The Life You Can Save makes a powerful argument about the connectivity of every decision humans make, primarily through thought experiments that would sit well in an Introduction to Ethics class. Here’s one: Say you are walking by a pond where a child is probably drowning. Saving the boy will make you late for work and most certainly ruin your new Italian loafers. Do you run into the water or walk by? Saving the life will cost you money.

These are very black-and-white stories, but their effect on this little book is powerful and clarifying. Here’s another one: The average American can meet their basic food needs by working two hours a day. As a result, a large portion of what the middle and upper classes do make is spent on discretionary items. When we buy a coffee on the street, then, rather than make it at home, we are effectively making a moral choice not to help a starving child.

Make no bones about it, Singer has set up a demanding ethical compass for human behavior in The Life You Can Save.

He also writes clear and lucid prose of a teacherly bent by first making a statement and then anticipating the reader’s questions. In this fashion, The Life You Can Save is an effective sally into this urgent problem. Singer debates and dismisses, quite handily, so much of the resistance to radical new solutions to poverty without ever belittling the circumstances of those caught up in its grip.

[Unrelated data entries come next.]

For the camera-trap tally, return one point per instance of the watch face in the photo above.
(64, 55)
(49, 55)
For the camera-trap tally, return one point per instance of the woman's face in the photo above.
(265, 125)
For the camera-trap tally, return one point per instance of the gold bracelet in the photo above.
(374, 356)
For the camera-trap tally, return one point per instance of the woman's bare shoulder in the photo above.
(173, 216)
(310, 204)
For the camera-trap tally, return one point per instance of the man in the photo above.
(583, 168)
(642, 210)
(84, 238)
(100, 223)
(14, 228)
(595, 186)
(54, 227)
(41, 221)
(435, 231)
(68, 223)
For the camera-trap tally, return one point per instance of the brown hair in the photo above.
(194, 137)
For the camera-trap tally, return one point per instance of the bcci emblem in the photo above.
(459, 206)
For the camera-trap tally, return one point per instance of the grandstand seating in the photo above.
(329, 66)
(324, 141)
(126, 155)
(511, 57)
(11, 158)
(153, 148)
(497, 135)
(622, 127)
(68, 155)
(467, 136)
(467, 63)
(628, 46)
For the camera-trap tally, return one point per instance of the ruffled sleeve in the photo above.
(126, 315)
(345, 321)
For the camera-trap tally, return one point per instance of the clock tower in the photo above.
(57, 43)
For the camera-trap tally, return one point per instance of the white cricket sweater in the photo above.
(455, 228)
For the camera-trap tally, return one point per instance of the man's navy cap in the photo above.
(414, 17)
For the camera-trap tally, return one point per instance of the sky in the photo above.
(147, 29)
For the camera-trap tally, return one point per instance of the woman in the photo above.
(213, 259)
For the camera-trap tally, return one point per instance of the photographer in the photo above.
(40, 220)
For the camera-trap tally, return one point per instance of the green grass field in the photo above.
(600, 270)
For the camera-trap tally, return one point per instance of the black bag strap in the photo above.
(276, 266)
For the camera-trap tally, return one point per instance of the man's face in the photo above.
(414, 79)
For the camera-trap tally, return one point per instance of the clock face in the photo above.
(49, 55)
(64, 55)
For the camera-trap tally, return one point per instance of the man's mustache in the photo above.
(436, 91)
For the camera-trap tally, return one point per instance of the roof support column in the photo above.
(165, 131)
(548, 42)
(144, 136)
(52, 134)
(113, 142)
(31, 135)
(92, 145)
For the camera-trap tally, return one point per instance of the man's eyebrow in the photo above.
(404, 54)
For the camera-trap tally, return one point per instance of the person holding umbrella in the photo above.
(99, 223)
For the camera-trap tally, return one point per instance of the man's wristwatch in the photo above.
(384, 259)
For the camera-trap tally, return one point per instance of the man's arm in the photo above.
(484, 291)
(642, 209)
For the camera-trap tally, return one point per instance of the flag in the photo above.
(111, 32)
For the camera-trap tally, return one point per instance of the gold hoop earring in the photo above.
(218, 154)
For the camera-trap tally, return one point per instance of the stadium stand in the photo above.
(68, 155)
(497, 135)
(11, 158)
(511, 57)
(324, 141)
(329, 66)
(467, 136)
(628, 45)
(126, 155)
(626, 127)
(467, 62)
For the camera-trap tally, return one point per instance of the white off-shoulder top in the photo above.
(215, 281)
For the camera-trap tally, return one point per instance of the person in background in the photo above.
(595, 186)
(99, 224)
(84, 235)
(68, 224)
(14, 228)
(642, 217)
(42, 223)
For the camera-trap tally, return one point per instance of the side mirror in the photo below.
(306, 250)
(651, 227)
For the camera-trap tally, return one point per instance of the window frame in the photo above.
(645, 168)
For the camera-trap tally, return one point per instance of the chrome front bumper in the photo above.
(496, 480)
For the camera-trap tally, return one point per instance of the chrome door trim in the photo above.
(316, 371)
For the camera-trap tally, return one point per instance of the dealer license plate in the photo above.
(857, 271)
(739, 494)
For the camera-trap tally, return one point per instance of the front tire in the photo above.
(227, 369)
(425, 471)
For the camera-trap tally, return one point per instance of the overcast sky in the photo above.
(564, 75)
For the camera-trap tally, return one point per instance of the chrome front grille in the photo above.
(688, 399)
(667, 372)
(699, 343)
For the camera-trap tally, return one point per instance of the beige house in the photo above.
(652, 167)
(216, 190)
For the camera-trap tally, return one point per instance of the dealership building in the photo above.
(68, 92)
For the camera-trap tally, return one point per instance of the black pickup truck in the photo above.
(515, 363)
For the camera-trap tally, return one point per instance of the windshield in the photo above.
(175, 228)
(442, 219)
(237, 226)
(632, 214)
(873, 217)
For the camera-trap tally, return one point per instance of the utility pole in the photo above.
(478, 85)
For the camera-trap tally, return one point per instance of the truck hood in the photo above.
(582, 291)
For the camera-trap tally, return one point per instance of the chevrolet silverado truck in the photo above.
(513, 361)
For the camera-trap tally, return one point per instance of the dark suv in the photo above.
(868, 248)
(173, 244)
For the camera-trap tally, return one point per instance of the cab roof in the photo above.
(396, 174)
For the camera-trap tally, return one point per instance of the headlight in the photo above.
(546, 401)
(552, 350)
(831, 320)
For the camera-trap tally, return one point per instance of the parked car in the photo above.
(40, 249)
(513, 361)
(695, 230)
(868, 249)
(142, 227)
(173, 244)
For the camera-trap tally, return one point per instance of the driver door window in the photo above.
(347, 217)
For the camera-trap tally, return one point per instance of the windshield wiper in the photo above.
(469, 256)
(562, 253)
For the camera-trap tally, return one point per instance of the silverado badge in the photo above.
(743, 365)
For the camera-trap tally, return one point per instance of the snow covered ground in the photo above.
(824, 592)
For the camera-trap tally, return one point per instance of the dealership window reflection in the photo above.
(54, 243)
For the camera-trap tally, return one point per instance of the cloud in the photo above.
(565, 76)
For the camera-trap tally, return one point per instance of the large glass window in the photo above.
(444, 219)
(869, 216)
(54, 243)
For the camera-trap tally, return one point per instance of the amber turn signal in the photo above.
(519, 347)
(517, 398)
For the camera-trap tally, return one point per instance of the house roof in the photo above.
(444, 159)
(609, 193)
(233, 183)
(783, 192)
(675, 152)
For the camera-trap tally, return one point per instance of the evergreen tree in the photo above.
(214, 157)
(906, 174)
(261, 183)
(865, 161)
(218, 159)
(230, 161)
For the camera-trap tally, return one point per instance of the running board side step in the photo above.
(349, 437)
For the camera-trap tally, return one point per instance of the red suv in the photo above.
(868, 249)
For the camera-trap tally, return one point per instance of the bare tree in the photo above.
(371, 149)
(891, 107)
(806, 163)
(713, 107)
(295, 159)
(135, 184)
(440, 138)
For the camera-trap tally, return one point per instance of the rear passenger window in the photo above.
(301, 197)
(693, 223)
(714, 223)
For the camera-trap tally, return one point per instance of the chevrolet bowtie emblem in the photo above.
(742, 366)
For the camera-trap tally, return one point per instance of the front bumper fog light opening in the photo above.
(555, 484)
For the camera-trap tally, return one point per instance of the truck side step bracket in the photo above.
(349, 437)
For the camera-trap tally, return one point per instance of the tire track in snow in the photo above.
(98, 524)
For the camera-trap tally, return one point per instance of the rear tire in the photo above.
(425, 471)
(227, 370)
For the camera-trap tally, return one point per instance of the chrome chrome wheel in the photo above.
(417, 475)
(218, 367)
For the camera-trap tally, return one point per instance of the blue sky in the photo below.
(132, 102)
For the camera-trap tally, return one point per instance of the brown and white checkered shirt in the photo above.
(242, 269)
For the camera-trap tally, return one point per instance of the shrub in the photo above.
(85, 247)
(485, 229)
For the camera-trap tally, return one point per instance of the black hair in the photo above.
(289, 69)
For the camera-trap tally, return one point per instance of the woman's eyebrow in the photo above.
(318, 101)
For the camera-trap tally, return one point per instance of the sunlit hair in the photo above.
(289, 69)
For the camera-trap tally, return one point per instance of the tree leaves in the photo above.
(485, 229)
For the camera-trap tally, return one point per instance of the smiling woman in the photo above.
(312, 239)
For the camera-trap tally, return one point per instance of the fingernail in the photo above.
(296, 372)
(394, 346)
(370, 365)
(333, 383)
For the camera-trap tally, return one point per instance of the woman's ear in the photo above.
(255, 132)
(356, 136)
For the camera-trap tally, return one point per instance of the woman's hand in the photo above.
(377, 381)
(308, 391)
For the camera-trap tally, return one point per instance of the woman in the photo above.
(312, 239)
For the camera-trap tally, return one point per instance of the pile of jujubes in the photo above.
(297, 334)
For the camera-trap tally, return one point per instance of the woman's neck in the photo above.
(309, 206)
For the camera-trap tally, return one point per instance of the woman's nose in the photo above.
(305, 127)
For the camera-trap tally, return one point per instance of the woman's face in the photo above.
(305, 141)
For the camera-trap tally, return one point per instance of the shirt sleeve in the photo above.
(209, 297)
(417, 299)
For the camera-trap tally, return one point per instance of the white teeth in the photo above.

He also ends with a very sensible plan for how to raise the necessary capital to meet the Millennium Development Goals without resorting to the same kind of aid packages which have arguably kept developing countries poor. It’s not a tax or a tithe, but a graph which shows how just 10 percent of American families could eradicate extreme poverty. For almost everyone involved, the pinch would barely be felt, and it gives a new meaning to the currently embraced phrase, “Yes, we can.”